Plan may fix traffic tangle

If, some years from now, you no longer feel you are taking your life in your hands when you cross a busy intersection or ride your bike in Philadelphia, you may well have three Penn undergraduates to thank.

That's because Herb Chan (EAS'99), Michael Loester (EAS'99) and Chris Wallgren (EAS'99) will spend the next year doing their part to make Philadelphia a little more bike- and pedestrian-friendly, with a little help from their adviser and a friend in City Hall.

All three are systems engineering majors enrolled in the School of Engineering and Applied Science's transportation program, where they are studying under UPS Foundation Professor of Transportation Vukan Vuchic. Vuchic, who has served as a consultant on numerous urban transportation projects both in and beyond the Philadelphia area, is currently working on a series of proposals to improve Philadelphia's pedestrian and bicycle transportation infrastructure through a grant from the William Penn Foundation.

Vuchic gave the students a piece of the project for their senior design project in systems engineering. "So far, Dr. Vuchic and the city haven't done much on the project," Chan said, "but we've gotten cooperation from the Streets Department and Councilwoman Happy Fernandez" (D-at large), who chairs City Council's Transportation and Public Utilities Committee.

With assistance from Nicole Seitz (GFA'94), Fernandez's transportation projects coordinator, the three will pay special attention to the triangle formed by Broad Street and Erie and Germantown avenues. The crossroads boasts a major stop on the Broad Street Subway, four surface transit routes, lots of foot traffic and one of the worst accident rates in the city.

"North Broad Street is a major corridor with a high incidence of pedestrian-vehicle crashes," said Seitz, "and Broad/Erie/Germantown stands out as a doozy, averaging over 10 crashes a year."

Chan, Loester and Wallgren plan to focus on small steps that can be taken to lower that figure. "We want to focus on managing the flow of cars, pedestrians and bikes in such a way as to minimize the impact on other streets," Chan said.

"What we learn from this extreme case can be applied to other intersections," Wallgren added.

The holistic approach the students are taking differs dramatically from standard practice. "For the past 50 years or so, the majority of traffic engineers has been auto-oriented," said Wallgren.
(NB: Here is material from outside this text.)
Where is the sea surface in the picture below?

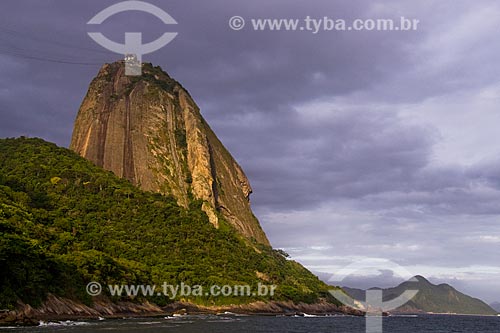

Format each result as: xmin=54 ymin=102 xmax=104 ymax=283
xmin=0 ymin=314 xmax=500 ymax=333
Penn's transportation program is noteworthy for departing from this practice. It is also noteworthy, the students said, for the way it treats transportation problems as more than a simple matter of speeding the flow of traffic. "[Penn's program is] different in that its focus is [also] on policy and law," Loester said.

Likewise, Chan said, "our project is different from what we've previously done in that it may have an impact on policy."